Previous phenotypical analysis and in vitro functional studies showed that idNK cells acquired specific markers expressed by dNK but not pNKs such as CD9 and CD49a, as well as the expression pattern of 14 other molecules [36]. Additionally, idNKs exhibited secretion of pro-angiogenic molecules and reduced cytotoxicity [36]. Here, we demonstrate by microarray gene expression profiling that idNKs are enriched in the gene expression signature that differentiates dNK cells from pNK cells. Importantly, when injected into a mouse model with defective spiral artery remodeling, idNK cells reduced uterine arteries RI suggesting they enhanced placental perfusion. In contrast, injection of control cells (cultured for 1 week in the absence of hypoxia, TGFß and AZA) did not induce any of these changes. Interestingly, the improvement in uterine artery RI was associated with a modest amelioration in spiral artery wall thickness in mice injected with idNK cells when compared to PBS injected controls.

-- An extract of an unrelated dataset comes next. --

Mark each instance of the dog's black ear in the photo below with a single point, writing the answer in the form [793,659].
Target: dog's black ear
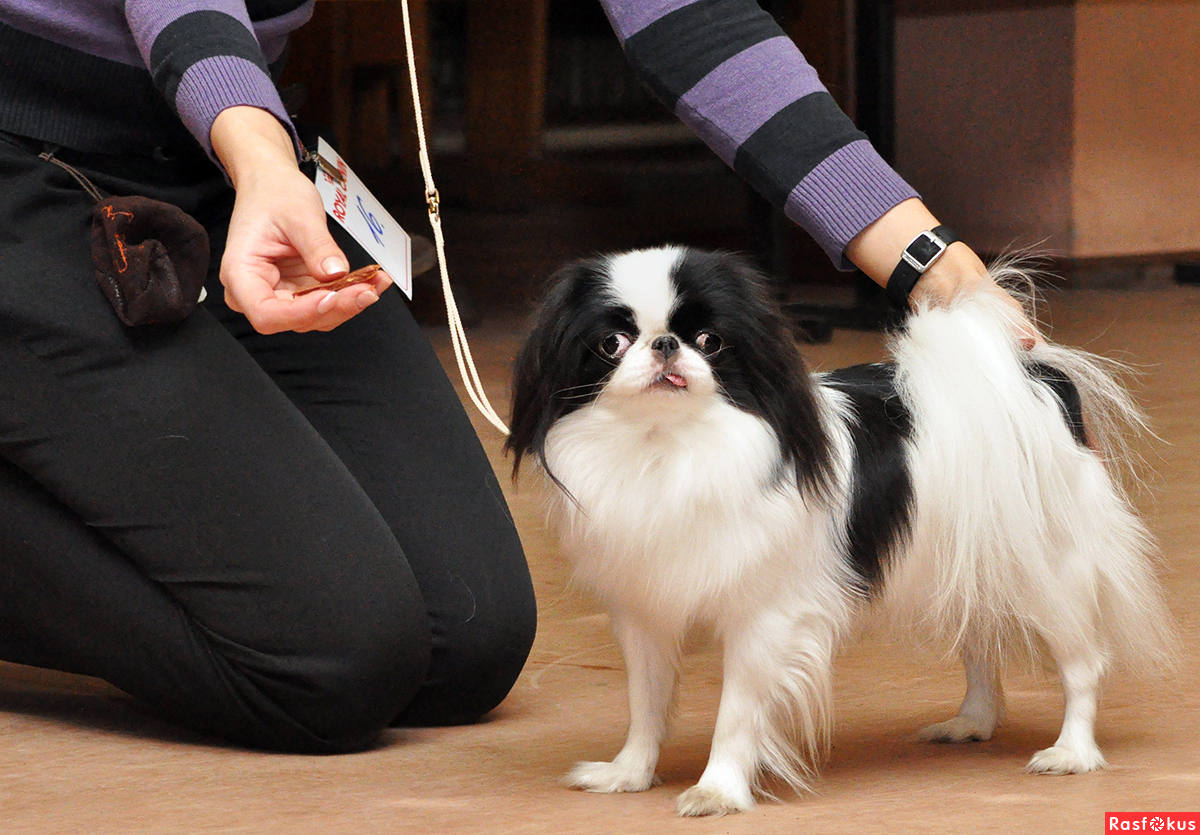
[549,361]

Microarray gene expression profiling indicates that idNK cells are significantly enriched in the gene expression signature that differentiates dNK cells from pNK cells. Acquisition of the dNK signature seems to be more robust in CD56Bright idNK cells from CD56Bright pNK cells than in CD56Dim idNK cells from CD56Dim pNK cells. GSEA showed that CD56Bright pNK vs. dNK gene set was significantly correlated with expression changes in CD56Bright pNK vs. CD56Bright idNK and hierarchical clustering based on genes differentially expressed between CD56Bright pNK and dNK cells showed CD56Bright idNK cells more closely associated to dNK cells, whereas changes in gene expression from CD56Dim pNK to CD56Dim idNK cells were less robust with GSEA showing significant enrichment of the dNK signature in CD56Dim idNK samples but hierarchical clustering showed a closer association of CD56Dim idNK samples with CD56Dim pNK than with dNK samples.

Given the more robust dNK signature acquisition by CD56Bright idNK injection of isolated CD56Bright idNK cells should yield more effective results. However CD56Bright idNK cells remain a minor population in idNK cultures and their numbers too low for injection as an isolated species. Attempts to establish the identity of uterine homing idNK cells as CD56Bright or CD56Dim by flow cytometry yielded no conclusive results.

Based on pathways enrichment analysis a number of immune function related pathways were more similar between dNK and both CD56Dim and CD56Brignts idNK cells, than between dNK and pNK cells. Crosstalk between NK cells and dendritic cells, and communication between innate and adaptive immune cells were among those pathways. It should be noted that although idNK cells are enriched in the dNK vs. pNK gene signature, idNK cells are not true dNK cells. Unsupervised principal component analysis based on the complete transcriptome segregated samples on the first component axis depending on whether they were fresh ex-vivo cells (dNK, CD56Bright pNK and CD56DimpNK) or in vitro treated cells (CD56Bright idNK and CD56Dim idNK). Consistent with these findings unsupervised hierarchical clustering grouped idNK cells in a branch separate from freshly isolated dNK and pNK cells. In accordance, pathways related to cell replication and stress were affected in idNK cells compared to dNK cells but not in pNK cells compared to dNK cells, indicating that cell proliferation and stress induced by culture conditions explain some of the differences existing between idNK and dNK cells.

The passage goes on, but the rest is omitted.